There are many factors a trained optical dispenser will use to convert an eyeglass prescription into quality glasses that provide clear, comfortable vision.
- Measurement of your interpupillary distance (PD) at both distance and near focal points.
- Measurement of the optical centres (OC) in order to avoid eyestrain and pulling.
- Determination of the most appropriate type and index of lenses to match your prescription and your lifestyle/work environment.
- Appropriate base curve determination to control magnification, especially in cases where there is a difference between the curvatures of your eyes.
- Proper selection of frame size, eye size, bridge width, temple length, shape, wrap, material and overall fit to ensure comfort and vision with minimal distortion and a cosmetically acceptable lens thickness.
When you receive your glasses, they will also ensure your glasses have been manufactured properly and fit your face correctly to ensure ideal vision.
According to a 2017 survey conducted by the Alberta Association of Optometrists, adults are spending an average of 10.5 hours using digital devices every day, and children are spending an average of more than five hours a day using digital devices at home and at school. Because regular-wear glasses are often not well suited for prolonged computer work, speak to your doctor of optometry about computer glasses.
Without the appropriate eyewear, computer users can often end up with blurred vision, eyestrain and headaches – the hallmark of digital eye strain. They may also be over compensating for their blurred vision by learning forward, or by tipping their head to look through the bottom portion of their glasses. These unnatural postures can lead to headaches, neck and shoulder pain, and backaches.
Computer glasses can make all the difference. These are special-purpose glasses prescribed specifically to reduce eyestrain and give you the most comfortable vision at your computer. Because these lenses are prescribed specifically for computer use, they are unsuitable for driving or regular-wear.
The glasses should accurately correct any astigmatism you might have, and precise measurements should be taken to ensure the optical centre of each lens is directly in front of your pupils when you are using your preferred working distance from your screen. Prior to scheduling your eye exam, measure from the bridge of our nose to the surface of your computer screen. Bring this measurement with you to your eye exam so your doctor of optometry can determine the optimum lens power for your computer glasses.

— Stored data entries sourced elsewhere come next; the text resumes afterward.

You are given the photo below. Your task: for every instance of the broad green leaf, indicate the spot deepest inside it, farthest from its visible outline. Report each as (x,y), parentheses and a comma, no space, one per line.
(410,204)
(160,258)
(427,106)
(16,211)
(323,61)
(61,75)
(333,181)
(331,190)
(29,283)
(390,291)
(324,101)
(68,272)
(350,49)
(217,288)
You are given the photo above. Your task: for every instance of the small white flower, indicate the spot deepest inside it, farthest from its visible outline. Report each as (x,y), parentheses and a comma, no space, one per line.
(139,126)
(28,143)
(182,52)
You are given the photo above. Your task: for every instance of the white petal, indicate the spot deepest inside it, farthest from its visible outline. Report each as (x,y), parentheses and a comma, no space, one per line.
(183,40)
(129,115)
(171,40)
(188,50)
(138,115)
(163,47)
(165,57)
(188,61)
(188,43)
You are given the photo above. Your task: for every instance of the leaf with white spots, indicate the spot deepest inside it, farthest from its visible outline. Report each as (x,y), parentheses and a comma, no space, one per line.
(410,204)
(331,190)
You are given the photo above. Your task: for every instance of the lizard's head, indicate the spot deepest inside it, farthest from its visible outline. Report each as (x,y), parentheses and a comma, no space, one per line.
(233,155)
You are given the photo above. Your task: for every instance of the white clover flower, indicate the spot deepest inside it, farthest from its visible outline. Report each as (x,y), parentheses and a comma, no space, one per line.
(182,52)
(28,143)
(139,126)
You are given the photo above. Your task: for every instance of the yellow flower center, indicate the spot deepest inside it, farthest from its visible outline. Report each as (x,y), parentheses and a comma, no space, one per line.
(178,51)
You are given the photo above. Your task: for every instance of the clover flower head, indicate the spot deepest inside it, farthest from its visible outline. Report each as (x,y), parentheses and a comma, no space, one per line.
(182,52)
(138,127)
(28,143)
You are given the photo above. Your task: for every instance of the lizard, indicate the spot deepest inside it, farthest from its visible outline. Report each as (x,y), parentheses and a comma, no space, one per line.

Your doctor of optometry may also recommend adding an anti-reflective coating to eliminate reflection of light from the front and back surfaces of your lenses that can cause eye strain, photochromic lenses that can shield your eyes from potentially harmful high-energy visible blue light from your computer screen and digital devises, or adding a light tint to reduce glare caused by harsh overhead lighting and to enhance contrast.
Always consult a knowledgeable eye care professional when purchasing eyewear.
Cleaning Your Glasses
Approximately 55 percent of Canadians wear glasses as their primary means of vision correction, so learning how to correctly clean your glasses is important to clear vision.
What you clean your glasses with is just as important as how they are cleaned. Clothing, napkins, tissues and paper towels all carry fibers that will scratch the lens. The best way to clean your glasses is to rinse under warm water, put a drop of dish soap between your fingers and use them to clean all parts of the frame, rinse the glasses with warm water again and dry with a clean lens cloth.